Aileen flinched, like I had hit her myself.

“I didn’t see it coming. She was angry, but she was always angry with him so I didn’t make much of it.” It was one of the few times I had seen him stand up to her. He’d been so excited about that damn trip to Alaska, and he told her he’d be back in a couple days and would do the wood then. There was no earthly need to be cutting wood that time of spring anyway, and it was like she’d made the job up, like she needed a reason to stand there, in the way of the door, so neither of us could leave without moving her from it. And finally, Jason tried to push past her, and she had the splitting maul in her hands, and brought it down over his head, and I closed my eyes and when I opened them and saw the axe on the floor where she’d dropped it and the table cut from the blow, I didn’t know if she’d missed or he’d ducked. I wasn’t even sure he would have. That was the way they were. If she had wanted to bring that axe down on him, he would have stood there and taken it. “I’ve seen mothers slap their kids when they mouth off, or give them a smack on the ass to shut them up, that’s not something
anyone I know would get in a twist about. But this wasn’t that. She brought an axe down on her son.” But it wasn’t even that, the axe or that moment. As I’d opened my eyes and seen the axe on the floor, he went and stood before her. He put his hand around her wrist and waited, like he knew what was coming.
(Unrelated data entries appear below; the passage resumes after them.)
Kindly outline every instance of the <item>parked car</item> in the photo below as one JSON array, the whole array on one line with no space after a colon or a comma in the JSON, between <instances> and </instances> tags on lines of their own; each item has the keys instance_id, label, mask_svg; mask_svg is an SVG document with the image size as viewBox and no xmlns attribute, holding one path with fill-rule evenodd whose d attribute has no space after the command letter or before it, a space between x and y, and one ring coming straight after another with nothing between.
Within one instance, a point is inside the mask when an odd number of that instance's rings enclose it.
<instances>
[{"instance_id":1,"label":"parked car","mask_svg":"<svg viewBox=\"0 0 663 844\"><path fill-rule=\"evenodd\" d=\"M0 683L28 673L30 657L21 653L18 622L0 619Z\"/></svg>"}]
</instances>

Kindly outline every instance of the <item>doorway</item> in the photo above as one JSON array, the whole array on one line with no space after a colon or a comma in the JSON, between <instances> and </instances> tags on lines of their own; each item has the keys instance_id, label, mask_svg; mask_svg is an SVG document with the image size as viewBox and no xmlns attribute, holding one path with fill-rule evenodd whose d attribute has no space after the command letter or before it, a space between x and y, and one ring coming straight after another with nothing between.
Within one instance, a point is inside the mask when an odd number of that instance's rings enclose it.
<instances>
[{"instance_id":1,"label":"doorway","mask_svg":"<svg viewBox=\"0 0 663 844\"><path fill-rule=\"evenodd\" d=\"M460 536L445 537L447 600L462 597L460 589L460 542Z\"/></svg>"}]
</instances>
And she hit him hard enough that he stumbled. He knocked his face on the door as he fell. It took weeks for the cut on his cheek to heal, and after that, I’d look at the scar and think, It must have happened before. He’d walked toward her like it was something he had learned to do. “I told Angel what I’d seen and she agreed with me that it must not have been the first time. That he might have been keeping this secret as long as we’d known him. And we decided to get him out of town as soon as we could. But then, before the summer ended, she was dead. And not long after that, his father too. And after that, you’d move a mountain easier than you’d get him to leave this town, and we thought, well, maybe it didn’t matter, now that he was on his own and free. And then you showed up.”